Le Bourgeois gentilhomme par Molière

Monsieur Jourdain, Deux Laquais, Maître de musique, Maître à danser, Violons, Musiciens et Danseurs.

Monsieur Jourdain

Hé bien, Messieurs ? Qu’est-ce ? me ferez-vous voir votre petite drôlerie ?

Maître à danser

Comment ? quelle petite drôlerie ?

Monsieur Jourdain

Eh la… comment appelez-vous cela ? Votre prologue ou dialogue de chansons et de danse.

Maître à danser

Ah ! ah !

Maître de musique

Vous nous y voyez préparés.

Monsieur Jourdain

Je vous ai fait un peu attendre, mais c’est que je me fais habiller aujourd’hui comme les gens de qualité; et mon tailleur m’a envoyé des bas de soie que j’ai pensé ne mettre jamais.

Maître de musique

Nous ne sommes ici que pour attendre votre loisir.

Monsieur Jourdain

Je vous prie tous deux de ne vous point en aller, qu’on ne m’ait apporté mon habit, afin que vous me puissiez voir.

Maître à danser

Tout ce qu’il vous plaira.

Monsieur Jourdain

Vous me verrez équipé comme il faut, depuis les pieds jusqu’à la tête.

Maître de musique

Nous n’en doutons point.

Monsieur Jourdain

Je me suis fait faire cette indienne-ci.

Maître à danser

Elle est fort belle.

Monsieur Jourdain

Mon tailleur m’a dit que les gens de qualité étaient comme cela le matin.

Maître de musique

Cela vous sied à merveille.

Monsieur Jourdain

Laquais ! holà, mes deux laquais !

Premier laquais

Que voulez-vous, Monsieur ?

Monsieur Jourdain

Rien.

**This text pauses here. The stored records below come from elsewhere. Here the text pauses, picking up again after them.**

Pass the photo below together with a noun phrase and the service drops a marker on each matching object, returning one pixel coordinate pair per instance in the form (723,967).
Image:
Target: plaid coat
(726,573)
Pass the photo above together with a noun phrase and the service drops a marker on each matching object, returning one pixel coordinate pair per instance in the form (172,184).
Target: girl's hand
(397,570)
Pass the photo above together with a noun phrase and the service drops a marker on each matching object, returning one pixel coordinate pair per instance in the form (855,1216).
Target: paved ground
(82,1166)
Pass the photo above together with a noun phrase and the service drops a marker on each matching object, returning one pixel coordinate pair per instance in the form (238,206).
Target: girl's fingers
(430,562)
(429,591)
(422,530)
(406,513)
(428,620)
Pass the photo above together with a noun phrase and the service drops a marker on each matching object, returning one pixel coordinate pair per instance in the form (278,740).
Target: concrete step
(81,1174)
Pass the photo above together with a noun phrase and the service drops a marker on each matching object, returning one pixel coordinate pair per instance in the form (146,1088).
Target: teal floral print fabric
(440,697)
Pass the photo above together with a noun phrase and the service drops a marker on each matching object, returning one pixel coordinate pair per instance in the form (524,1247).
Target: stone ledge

C’est pour voir si vous m’entendez bien. (Aux deux maîtres.) Que dites-vous de mes livrées ?

Maître à danser

Elles sont magnifiques.

Monsieur Jourdain. Il entr’ouvre sa robe, et fait voir un haut-de-chausses étroit de velours rouge, et une camisole de velours vert, dont il est vêtu.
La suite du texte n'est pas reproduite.